HandNeRF: Learning to Reconstruct Hand-Object Interaction Scene from a Single RGB Image

Introduction

This repository is Pytorch implementation of the preprint HandNeRF: Learning to Reconstruct Hand-Object Interaction Scene from a Single RGB Image (ICRA 2024). Please refer to our HOMEPAGE for more detail.

Given a single RGB image of a hand-object interaction scene, HandNeRF predicts the hand and object’s density, color, and semantics, which can be converted to reconstruction of 3D hand and object meshes and rendered to novel view images (RGB, depth, and semantic segmentation). HandNeRF learns the correlation between hand and object geometry from different types of hand-object interactions, supervised by sparse view images. HandNeRF is tested on a novel scene with an unseen hand-object interaction. We further demonstrated that object reconstruction from HandNeRF ensures more accurate execution of downstream tasks, such as grasping and motion planning for robotic hand-over and manipulation.

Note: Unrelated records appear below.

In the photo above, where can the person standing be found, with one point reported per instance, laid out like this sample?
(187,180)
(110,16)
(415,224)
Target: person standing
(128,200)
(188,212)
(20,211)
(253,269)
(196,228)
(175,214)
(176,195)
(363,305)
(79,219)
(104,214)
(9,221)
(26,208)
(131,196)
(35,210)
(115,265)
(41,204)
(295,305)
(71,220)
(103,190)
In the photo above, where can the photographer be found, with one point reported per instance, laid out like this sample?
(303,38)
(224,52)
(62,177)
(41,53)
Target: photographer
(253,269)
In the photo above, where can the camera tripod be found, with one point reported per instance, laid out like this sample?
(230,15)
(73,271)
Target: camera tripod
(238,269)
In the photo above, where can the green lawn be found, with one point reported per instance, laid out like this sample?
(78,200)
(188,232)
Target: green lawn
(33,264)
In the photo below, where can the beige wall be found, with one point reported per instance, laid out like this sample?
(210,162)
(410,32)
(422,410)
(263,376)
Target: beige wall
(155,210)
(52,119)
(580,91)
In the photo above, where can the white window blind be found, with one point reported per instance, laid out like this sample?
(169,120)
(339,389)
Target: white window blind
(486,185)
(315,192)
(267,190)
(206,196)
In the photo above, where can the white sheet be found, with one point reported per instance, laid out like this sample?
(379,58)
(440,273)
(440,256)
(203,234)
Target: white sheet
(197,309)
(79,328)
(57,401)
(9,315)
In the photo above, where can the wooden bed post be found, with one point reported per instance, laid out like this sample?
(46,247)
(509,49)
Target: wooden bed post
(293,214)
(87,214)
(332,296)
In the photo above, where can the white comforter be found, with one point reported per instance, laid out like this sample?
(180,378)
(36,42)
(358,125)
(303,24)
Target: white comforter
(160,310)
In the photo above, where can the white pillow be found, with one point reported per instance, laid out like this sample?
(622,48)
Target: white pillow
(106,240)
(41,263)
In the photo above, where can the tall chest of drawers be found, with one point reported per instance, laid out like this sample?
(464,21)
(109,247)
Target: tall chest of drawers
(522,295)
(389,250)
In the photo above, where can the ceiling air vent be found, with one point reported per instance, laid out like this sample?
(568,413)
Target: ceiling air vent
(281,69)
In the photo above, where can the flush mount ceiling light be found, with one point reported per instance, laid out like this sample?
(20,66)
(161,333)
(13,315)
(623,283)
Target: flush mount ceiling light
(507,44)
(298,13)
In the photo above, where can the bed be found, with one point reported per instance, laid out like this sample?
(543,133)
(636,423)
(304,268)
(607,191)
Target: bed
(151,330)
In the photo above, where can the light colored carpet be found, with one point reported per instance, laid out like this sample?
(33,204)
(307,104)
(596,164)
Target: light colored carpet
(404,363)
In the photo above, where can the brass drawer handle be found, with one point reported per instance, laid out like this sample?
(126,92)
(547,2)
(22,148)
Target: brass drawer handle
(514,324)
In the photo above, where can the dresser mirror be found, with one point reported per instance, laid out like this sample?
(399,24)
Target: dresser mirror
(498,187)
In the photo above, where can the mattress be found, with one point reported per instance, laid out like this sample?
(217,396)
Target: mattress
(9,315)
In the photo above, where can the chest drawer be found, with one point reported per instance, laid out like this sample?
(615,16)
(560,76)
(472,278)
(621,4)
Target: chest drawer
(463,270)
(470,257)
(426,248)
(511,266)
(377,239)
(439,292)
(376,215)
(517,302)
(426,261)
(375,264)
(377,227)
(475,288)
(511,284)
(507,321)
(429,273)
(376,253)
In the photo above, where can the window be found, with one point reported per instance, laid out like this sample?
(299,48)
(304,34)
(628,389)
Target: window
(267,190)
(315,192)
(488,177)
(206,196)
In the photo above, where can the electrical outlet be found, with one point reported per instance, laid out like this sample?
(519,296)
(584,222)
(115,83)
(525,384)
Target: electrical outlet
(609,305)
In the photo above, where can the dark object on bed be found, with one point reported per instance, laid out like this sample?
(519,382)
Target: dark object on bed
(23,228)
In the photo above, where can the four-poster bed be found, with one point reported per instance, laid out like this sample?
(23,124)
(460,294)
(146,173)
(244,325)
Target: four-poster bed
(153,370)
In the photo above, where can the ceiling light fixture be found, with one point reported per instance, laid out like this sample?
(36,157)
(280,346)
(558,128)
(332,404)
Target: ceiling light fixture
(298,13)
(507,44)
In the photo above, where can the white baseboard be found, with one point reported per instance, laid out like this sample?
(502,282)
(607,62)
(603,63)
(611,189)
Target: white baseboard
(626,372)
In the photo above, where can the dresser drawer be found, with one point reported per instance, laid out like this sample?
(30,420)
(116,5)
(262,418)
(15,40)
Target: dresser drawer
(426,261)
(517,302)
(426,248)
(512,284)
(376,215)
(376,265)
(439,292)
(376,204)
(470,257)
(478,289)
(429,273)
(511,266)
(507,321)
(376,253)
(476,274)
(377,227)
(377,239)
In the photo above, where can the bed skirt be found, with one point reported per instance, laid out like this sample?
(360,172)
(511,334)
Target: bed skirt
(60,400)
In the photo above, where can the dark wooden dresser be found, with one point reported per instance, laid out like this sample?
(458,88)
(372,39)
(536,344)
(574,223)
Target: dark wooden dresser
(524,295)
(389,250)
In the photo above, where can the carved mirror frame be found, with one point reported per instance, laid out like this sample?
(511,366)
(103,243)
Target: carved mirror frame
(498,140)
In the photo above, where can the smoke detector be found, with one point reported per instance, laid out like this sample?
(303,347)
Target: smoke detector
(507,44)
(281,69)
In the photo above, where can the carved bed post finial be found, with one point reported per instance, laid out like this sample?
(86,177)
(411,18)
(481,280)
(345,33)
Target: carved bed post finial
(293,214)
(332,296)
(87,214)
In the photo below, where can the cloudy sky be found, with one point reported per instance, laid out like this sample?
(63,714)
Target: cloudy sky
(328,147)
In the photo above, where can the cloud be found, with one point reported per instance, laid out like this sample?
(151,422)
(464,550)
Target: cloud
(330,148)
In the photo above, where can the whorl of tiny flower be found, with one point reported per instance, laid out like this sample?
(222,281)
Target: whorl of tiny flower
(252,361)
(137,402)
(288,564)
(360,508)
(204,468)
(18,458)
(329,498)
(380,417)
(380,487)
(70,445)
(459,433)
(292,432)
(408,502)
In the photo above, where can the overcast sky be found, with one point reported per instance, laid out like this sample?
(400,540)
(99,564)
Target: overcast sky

Why do we use weak-supervision from sparse-view 2D images?

Acquiring precise 3D object annotations from hand-object interaction scenes is challenging and labor-intensive, not to mention creating 3D CAD models for each object. Also, since the 3D ground truth itself contains sufficient information about hand-object interactions, it can readily supervise models regarding interaction priors, such as using contact information. Instead, we compare models utilizing weak-supervision from easily-obtained, cost-effective sparse-view images rather than 3D ground truth, to assess the efficacy of different approaches for encoding hand-object interaction correlations.

Installation

Clone this repository with the HandOccNet submodule by git clone --recurse-submodules https://github.com/SamsungLabs/HandNeRF.git. Or clone this repo and do git submodule update --init --recursive.
We recommend you to use an Anaconda virtual environment.
Install Python >= 3.7.16 and Pytorch >= 1.10.0. We used torch==1.10.0+cu111 torchvision==0.11.0+cu111 torchaudio==0.10.0 -f https://download.pytorch.org/whl/torch_stable.html in Ubuntu 20.04.
Run pip install -r requirements.txt
Download MANO_LEFT.pkl and MANO_RIGHT.pkl from here (Download -> Models & Code) and place under the tool/manopth/mano/models.

Pipeline

Quick demo

Download HandOccNet and HandNeRF model checkpoints from here and place under the demo folder.
HandOccNet's hand estimation and the predicted hand's global location from the fitting process is used for HandNeRF's input.
This HandNeRF's demo code runs the segmentation internally.
Go to the demo folder and Run python3 demo.py
You will find outputs in the demo/output folder.

Dataset preparation

Please refer to here.

Running

We provide yaml config files to run HandNeRF, but you could also directly edit ${ROOT}/main/config.py.

Training

You can train HandNeRF as well as baselines.

Ablation

Below are the models that we ablated in Table 1 in our paper.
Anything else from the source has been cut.